Saturday, September 10, 2016

Privacy is a perculiar, and archaic thing

Privacy is a peculiar thing and a longing for it is somewhat archaic and something of an ill-fit in this modern world.

In this quickly emerging connected world, the “internet of everything” through which most everything we do, from shopping, work, travel, and leisure, will be facilitated electronically, privacy will eventually be a disadvantage.

Privacy is subjective with some seeing it as the root of their wellbeing, while others at the extremes of the arc, care naught for what others know or care about them.

And so it is into this malaise of confusion about privacy that Australian Bureau of Statistics have waded, or it is plunged? with its first online census.

It seems that allowing people to complete the census online is not the issue rather that they must not only provide the usual census information but also add their name, age, and address.

The bureau has guaranteed security arguing it will separate those personal details immediately, “anonymizing” the information as it arrives.

However, it notes that the separated off identifying data will be used by the government to better understand the Australian population and so plan for its wants and needs.

Several years ago a CEO of a leading computer company said even then that privacy was a thing of the past and today it is being argued that if we want (and it is not going to be “want” for we will have no choice) to access what is being touted as the “new economy”, then the first thing to go will be our privacy.

Of course, what do we call “privacy” – my life is fairly public, but yet there is  a host of things in my life, about which people know nothing or little, and nor would they care or be interested, I suspect.

The Australian Privacy Foundation defends the right of individuals to control their personal information and to be free of excessive intrusions.

The Australian foundation is aligned with “Privacy International”, a body that investigates the secret world of government surveillance and exposes the companies enabling it.

Privacy as an idea painted by at least these two groups appears as a bulwark against conspiracies by government and corporations designed to entangle people and strip them of their rights.

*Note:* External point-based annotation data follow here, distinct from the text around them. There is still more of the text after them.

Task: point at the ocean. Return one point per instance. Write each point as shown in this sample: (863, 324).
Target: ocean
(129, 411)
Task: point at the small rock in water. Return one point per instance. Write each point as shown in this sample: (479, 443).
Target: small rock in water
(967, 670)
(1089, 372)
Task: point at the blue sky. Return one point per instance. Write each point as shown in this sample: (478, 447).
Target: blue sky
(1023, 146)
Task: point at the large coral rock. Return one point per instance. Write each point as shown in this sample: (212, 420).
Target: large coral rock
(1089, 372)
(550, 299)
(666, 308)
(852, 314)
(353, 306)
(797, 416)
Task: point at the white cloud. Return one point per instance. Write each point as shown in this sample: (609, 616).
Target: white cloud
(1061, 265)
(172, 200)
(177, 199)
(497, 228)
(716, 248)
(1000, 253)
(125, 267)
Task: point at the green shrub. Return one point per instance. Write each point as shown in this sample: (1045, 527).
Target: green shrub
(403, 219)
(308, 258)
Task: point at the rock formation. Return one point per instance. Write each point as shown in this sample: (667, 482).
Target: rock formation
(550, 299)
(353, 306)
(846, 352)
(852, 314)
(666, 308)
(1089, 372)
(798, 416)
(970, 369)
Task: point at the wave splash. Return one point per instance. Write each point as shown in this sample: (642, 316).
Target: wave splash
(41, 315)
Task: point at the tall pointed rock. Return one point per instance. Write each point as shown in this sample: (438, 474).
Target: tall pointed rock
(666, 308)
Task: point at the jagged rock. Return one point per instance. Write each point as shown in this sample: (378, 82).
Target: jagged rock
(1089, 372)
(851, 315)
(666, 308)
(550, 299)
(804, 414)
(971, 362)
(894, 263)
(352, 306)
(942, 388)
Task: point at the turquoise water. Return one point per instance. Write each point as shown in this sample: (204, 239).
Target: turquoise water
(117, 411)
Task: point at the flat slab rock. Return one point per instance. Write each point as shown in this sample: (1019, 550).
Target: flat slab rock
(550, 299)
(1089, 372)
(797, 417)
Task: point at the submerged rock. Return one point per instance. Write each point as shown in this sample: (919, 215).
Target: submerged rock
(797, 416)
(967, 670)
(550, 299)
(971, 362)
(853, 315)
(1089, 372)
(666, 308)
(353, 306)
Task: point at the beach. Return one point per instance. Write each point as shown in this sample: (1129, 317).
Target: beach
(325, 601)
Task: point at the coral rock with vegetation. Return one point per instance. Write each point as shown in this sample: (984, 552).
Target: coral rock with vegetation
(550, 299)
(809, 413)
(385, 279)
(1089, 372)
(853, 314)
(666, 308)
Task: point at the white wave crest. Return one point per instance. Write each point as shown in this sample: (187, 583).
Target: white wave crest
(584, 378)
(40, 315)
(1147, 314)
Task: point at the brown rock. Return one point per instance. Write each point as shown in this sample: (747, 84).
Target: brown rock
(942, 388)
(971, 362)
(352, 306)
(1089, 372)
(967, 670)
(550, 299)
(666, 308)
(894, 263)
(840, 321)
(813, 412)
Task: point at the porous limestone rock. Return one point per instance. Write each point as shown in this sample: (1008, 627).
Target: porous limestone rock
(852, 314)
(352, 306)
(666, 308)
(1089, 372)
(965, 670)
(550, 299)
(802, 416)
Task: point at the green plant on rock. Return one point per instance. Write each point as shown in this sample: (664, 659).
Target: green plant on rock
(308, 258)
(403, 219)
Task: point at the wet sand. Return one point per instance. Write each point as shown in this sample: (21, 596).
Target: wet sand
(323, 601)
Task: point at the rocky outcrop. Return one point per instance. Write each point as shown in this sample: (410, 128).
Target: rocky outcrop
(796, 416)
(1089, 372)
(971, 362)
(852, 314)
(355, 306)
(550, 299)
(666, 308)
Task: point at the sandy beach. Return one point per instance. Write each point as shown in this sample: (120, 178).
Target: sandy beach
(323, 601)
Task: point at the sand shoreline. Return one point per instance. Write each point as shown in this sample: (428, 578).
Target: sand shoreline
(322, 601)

History illustrates that both governments and corporations have invaded peoples’ privacy, and will again, but looked at objectively and considered in isolation, tomorrow’s census is not something to be feared, rather embraced.

Public is the antithesis of private, but if we are to avoid the travails of exponential population growth and the associated despoliation of our environment, then public must have priority and that probably needs compromises on perceived privacies.

History illustrates, interestingly, that many of the good things in life, including here in the Goulburn Valley, can be traced directly to public participation.